A firm’s attempt to gain favourable treatment by government bodies through lobbying, contributions to election campaigns, and public relations expenditures are also a kind of fixed cost, more or less independent of the level of the firm’s output.

Secondly, large firms are able to purchase their inputs on better terms, because they have more bargaining power than small firms when negotiating with suppliers. This is one of the advantages exploited by large food retailers, which buy a high proportion of the output of producers of fruit, vegetables, fish, or dairy products.

Demand advantages

network economies of scale
A firm experiences network economies of scale when an increase in the number of users of an output of the firm implies an increase in the value of the output to each of them, because they are connected to each other.

Large size may benefit a firm in selling its product, not just in producing it—particularly when people are more likely to buy a product or service if it already has a lot of users. For example, a software application is more useful when everybody is using a compatible version. These demand-side benefits of scale are called network economies of scale, and there are many examples in technology-related markets. For users, the attraction of platforms like Facebook, Instagram, and YouTube is directly related to the number of other users.

In the next section, we will model the case of a firm with fixed costs, where scale matters.

Question 7.4 Choose the correct answer(s)

Read the following statements and choose the correct option(s).
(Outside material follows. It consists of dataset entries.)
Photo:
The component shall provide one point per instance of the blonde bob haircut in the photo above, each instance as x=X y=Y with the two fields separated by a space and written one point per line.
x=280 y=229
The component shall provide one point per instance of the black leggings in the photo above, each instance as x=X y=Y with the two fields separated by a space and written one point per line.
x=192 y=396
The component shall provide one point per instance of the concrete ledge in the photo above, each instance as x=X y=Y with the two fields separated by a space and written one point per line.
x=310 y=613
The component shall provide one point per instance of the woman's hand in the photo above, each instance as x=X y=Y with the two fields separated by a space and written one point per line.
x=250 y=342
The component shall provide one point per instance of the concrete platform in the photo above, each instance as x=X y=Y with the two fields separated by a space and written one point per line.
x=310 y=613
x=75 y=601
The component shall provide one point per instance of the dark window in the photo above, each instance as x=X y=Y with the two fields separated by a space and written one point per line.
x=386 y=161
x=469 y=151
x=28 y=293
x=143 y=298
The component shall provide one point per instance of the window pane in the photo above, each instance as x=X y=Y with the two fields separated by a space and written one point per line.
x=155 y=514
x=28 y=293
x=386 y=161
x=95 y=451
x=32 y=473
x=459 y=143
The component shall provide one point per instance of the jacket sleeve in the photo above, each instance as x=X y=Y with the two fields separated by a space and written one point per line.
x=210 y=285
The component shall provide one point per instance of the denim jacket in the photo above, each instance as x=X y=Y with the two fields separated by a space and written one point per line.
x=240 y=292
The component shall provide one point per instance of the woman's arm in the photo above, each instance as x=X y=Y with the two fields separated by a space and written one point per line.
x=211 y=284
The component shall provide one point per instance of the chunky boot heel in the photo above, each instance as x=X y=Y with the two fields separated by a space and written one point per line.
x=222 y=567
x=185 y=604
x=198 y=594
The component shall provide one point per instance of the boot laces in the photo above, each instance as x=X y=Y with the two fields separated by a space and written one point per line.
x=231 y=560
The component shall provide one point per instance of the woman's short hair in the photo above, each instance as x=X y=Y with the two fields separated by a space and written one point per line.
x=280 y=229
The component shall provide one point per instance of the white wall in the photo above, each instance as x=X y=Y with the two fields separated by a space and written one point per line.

  • If a firm’s technology exhibits constant returns to scale, doubling the inputs leads to doubling of the output level.
  • If a firm’s technology exhibits decreasing returns to scale (diseconomies of scale), doubling the inputs more than doubles the output level.
  • If a firm’s technology exhibits economies of scale, costs per unit will fall as the firm expands its production.
  • If a firm’s technology exhibits increasing returns to scale, tripling the inputs will more than triple the output level.
  • With constant returns, increasing the inputs leads to the same proportional increase in output.
  • With decreasing returns, doubling the input levels less than doubles output.
  • Since the firm can increase output with a less than proportional increase in inputs, its cost per unit will fall.
  • With increasing returns, tripling the inputs leads to a more than proportional increase in output.